Sadly, the show at the Gus Fisher does not include any of her 700 paintings but it does have a mass of material about the milieu of Worpswede. It is a show for students of art history.
What emerges from it are the remarkable skills, particularly in printmaking, of Fritz Mackensen, Fritz Overbeck, Heinrich Vogeler and Hans am Ende who, with Otto Modersohn, made up the group who worked there.
There are beautiful evocations of the dark, flat, cold north German landscape and some delightful illustrations of fairy tales. What is abundantly evident in the drawings by Paula Modersohn-Becker is that she was the only radical, the only one of them with a special vision.
Her bold, clear reductions of form to line make their work look almost fussy by comparison and she offers special insights. Her drawings of nude women have a truth that drawings by men seldom attain. Her excellent prints also show a strong sense of form as well as a sympathy for poor people.
The men would have been astonished that with all their technical skill and contemporary reputation they have become no more than footnotes to her fame.
If you want to jump from the past to the present, Milford Galleries (26 Kitchener St) is offering the work of three young New Zealand artists until July 21.
Grant Whibley is showing three of his huge birds, just a head with a shape like a hill, a beak and a couple of glittering eyes but each one conveying a remarkable sense of character. They are surreal, at once strange and a bit dangerous. The portrait that uses the hooked beak of the huia is particularly strong.
These paintings sit better in the frame than his previous work though more attention is needed to the way the eyes catch the light.
From Canterbury comes Simon Edwards with 10 small studies of the moods of the sky with titles like Southerly Change and Low Cloud.
They are delicately painted although cautiously coloured. Damien Kurth's glasses and a bowl on a white field have yet to evolve the intensity that would lift them beyond exercises in paint.

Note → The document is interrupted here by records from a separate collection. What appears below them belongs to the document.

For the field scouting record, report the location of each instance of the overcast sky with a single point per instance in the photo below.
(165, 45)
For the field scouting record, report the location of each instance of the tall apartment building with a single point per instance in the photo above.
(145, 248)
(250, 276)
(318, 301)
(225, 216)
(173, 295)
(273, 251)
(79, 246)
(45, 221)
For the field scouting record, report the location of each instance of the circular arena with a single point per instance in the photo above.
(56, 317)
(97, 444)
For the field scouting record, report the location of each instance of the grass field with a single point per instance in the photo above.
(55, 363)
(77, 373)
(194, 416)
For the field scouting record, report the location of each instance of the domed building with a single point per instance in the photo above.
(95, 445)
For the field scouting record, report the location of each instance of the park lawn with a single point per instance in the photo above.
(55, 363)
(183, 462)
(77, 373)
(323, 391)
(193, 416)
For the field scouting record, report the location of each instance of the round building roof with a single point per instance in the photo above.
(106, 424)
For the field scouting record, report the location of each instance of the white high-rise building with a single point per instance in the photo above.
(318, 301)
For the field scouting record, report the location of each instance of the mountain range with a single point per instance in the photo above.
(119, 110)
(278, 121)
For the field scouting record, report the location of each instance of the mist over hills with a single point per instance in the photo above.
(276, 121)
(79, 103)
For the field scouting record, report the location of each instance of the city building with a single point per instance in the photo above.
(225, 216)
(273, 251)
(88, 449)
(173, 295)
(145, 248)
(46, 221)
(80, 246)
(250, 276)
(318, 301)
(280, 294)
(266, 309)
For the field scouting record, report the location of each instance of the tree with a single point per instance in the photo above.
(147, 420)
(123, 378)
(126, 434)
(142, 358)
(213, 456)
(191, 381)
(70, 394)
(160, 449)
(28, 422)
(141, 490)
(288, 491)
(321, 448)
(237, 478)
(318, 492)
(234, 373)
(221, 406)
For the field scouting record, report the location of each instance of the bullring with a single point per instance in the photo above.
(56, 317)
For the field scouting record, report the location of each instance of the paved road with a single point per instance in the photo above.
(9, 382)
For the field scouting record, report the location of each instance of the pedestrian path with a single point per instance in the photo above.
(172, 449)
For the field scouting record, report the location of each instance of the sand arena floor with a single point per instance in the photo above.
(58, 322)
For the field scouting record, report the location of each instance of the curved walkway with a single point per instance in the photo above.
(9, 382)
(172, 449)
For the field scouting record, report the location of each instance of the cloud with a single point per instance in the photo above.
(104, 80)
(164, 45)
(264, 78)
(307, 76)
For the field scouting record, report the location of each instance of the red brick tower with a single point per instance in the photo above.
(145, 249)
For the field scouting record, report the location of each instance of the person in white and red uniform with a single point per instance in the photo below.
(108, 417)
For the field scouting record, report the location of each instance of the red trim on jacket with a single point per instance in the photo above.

If you prefer sculpture, there is an exhibition of three-dimensional work by Lyonel Grant at the John Leech Gallery (Khartoum Place) until July 26. The show is distinguished by one powerful work carved from stone, Kotiate IV.
This is a Maori figure with the traditional three fingers and simplified head. It is rhythmic, solid and strong and given extra energy by being poised on a narrow base.
The exhibition also has a long series of striking drawings in ink on paper, each showing half a face. The faces are all highly stylised but there are fascinating differences in personality despite the distortion. It is enlightening to see how the manipulation of a few features can effect changes in character while remaining statuesque. The exhibition includes some pieces in cast glass which are appealingly ornamental.
It is quite a jump from there to the Whitespace Gallery in Morgan St in Newmarket where a naive, innocent manner is applied to making little narrative paintings.
These story-tellings are by Andy Leleisi'uao and illustrate a fable in which aliens descend on Samoa and play lively games with the inhabitants. The works reveal a good sense of colour and a lively fancy. They are funny in every sense of the word. Until July 18.